In the meantime the industry is pinning its hopes on a change in the business model. According to this vision of an all-digital future, we'll pay for subscriptions to games rather than buying them outright. Or we'll play them for free but make in-game purchases.

Or none of us will own anything - we'll just buy licenses for software that resides on a remote server. Or we'll all be plugged into giant computer systems which harvest our bio-electricity in return for letting us play in a simulated reality where leather trenchcoats are actually fashionable. Or something.

Is there a third way?

Ah, the days of the GAME 10-day returns policy.

One path out of this trap might be to consider that the real enemy here, as far as publishers are concerned, isn't the gamer buying a second-hand title. It's the retailer who skims off enormous profits from the pre-owned market, and who actively promotes second-hand product ahead of brand new games.

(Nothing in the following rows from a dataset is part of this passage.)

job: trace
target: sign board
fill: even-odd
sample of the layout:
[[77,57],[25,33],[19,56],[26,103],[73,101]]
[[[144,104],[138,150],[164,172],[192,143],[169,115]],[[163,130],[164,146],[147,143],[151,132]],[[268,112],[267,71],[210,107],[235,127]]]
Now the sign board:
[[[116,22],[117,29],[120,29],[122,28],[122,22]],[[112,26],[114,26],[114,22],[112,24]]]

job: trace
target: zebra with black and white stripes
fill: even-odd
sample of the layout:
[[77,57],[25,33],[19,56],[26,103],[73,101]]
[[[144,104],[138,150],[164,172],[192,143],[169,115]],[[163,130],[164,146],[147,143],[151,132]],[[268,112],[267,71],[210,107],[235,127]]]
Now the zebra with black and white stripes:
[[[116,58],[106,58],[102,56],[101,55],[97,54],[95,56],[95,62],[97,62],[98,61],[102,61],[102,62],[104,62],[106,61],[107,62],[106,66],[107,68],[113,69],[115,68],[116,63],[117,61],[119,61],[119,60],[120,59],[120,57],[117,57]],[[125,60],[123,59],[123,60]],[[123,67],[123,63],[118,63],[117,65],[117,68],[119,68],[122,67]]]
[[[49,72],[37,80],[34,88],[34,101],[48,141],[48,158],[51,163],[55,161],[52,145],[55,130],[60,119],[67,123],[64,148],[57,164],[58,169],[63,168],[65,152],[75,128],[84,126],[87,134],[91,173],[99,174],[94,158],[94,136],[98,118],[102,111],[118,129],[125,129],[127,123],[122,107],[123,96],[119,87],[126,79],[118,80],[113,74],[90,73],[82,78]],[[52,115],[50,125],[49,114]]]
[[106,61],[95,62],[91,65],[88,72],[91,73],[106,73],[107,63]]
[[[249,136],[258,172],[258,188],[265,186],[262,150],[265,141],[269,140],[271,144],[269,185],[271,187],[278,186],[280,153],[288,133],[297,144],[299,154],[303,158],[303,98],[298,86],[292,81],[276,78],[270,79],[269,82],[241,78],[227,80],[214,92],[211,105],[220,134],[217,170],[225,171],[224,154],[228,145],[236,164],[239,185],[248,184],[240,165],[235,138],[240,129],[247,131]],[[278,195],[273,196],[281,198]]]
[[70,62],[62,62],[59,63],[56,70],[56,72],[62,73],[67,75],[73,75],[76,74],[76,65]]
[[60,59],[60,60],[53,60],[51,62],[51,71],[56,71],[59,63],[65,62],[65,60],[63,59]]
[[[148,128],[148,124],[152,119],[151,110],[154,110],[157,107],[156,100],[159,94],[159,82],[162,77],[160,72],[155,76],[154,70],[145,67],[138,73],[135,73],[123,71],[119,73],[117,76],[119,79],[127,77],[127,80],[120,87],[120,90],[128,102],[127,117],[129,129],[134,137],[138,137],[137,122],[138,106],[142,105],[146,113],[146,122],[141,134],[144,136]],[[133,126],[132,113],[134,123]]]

It was rare to hear developer complaints about the grubby second-hand bin in the corner a few years ago. That game creators have grown more disgruntled as game retailers have become more brazen is hardly surprising.

If the middle-man is the real problem, what happens if we cut him out? Plenty of savvy gamers have realised they can make more money selling their games on eBay than by handing them to GAME in return for a paltry trade-in fee. It's more hassle but it's much more lucrative - and it's not so much the trading of games as the profit margins of the retailers that seems to enrage the industry so much. (Although there's a particular brand of executive who believes we shouldn't even be allowed to lend games to our friends. Like most raving lunatics, they're best ignored.)

We could go a step further and take money out of the equation entirely. An idea which has been attempted a couple of times is using the internet to hook up gamers who want to trade games, so they can swap titles directly.

One ongoing attempt to make this work is GaBoom.co.uk, a site founded by British entrepreneur Jess Ratcliffe - whom telly addicts may recognise from an appearance on Dragon's Den.